Project 5 / Face Detection with a Sliding Window

For my implementation, I was able to get up to about 93% accuracy using multiple scales and a HOG cell size of 3 pixels. Below is my precision recall curve showing an average precision of 92.6%. For my submission, I raised the HOG cell size back up to the default size of 6 pixels and the whole pipeline runs in about a minute. This reduced the average precision down to about 85% though.

Feature Training

Getting the positive features was fairly straightforward. Each 36x36 training image is converted to a HOG feature, reshaped into a vector, and then stored in the positive feature matrix. For the negative features, for each image, I cut out template_size patches (36x36) randomly from each image and then convert them to HOG features. Finally, a linear SVM is trained using the positive and negative features. I was able to obtain the best accuracy with a lamba of 0.00001. Increasing or decreasing the lambda by a factor of 10 didn't affect the accuracy too much, but I found it to drop off pretty significantly outside of that region. Together, this trained the following representation. If you squit, you can kind of make out a face with eyes and a nose.

Face Detection

For the actual face detection, I look at sliding patches of template_size over each image at multiple scales. I start with the image unscaled and add any detections to a dynamically growing array. After each pass, I resize the image by a scaling factor (I found 0.8 to work good in my testing) and repeat until the image is smaller in one of the dimensions than the template size.
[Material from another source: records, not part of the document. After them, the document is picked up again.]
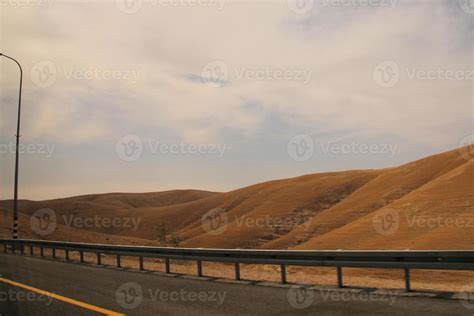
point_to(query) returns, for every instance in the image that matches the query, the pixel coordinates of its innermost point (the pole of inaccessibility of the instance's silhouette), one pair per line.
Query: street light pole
(15, 190)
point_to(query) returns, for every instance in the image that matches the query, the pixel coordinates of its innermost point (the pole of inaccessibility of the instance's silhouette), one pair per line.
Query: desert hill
(411, 206)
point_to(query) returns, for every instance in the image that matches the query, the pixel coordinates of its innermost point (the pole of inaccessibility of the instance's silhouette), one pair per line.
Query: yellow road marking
(61, 298)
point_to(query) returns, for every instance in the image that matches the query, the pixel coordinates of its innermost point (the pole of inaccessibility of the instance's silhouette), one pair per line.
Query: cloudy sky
(138, 96)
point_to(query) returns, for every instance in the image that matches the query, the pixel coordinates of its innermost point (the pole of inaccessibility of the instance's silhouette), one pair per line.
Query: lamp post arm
(15, 191)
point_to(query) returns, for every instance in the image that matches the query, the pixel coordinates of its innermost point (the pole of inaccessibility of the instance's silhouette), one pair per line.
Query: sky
(141, 96)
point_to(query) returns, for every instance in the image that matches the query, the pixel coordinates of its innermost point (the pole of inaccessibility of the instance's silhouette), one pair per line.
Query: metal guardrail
(406, 260)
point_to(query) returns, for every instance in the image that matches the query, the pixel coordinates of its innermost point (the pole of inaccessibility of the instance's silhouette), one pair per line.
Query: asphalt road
(146, 293)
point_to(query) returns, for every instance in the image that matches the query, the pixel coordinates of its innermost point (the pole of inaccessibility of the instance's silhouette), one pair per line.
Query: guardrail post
(283, 273)
(199, 265)
(237, 271)
(340, 284)
(407, 280)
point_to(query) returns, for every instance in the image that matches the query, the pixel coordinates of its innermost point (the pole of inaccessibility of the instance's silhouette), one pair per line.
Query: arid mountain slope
(336, 210)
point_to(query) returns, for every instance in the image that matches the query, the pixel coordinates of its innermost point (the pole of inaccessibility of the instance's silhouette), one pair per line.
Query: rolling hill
(426, 204)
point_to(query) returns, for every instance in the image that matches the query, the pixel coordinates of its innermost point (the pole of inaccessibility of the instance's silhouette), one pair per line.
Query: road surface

For each window, I caluclate the confidence and then add it only if the confidence is over a given threshold. Mine ended up being slightly negative, with -0.7 working well in my testing. Both of these values together struck a really good balance between precision, and not taking 20 minutes to run. Finally, after gathering all of potentially detected faces, I pass it through non-maximum supression to remove any duplicates. It was important to make sure that I ran the supression after all of the scales were computed, otherwise there were too many duplicates. Moving the non-maximum supression to after all of the scaled detection ended up increasing my precision by about 30-40%. It also caused the bounding boxes to match the ground truth sizes a lot better. Below are a few sample images showing detected faces.

All of these examples show very good recall, despite quite a few false positives. Images with large faces are still found correctly due to looking at faces with multiple scales. Even in images with differenct sized faces, the results are still good. Also, artificial faces shown on the card are matched correctly.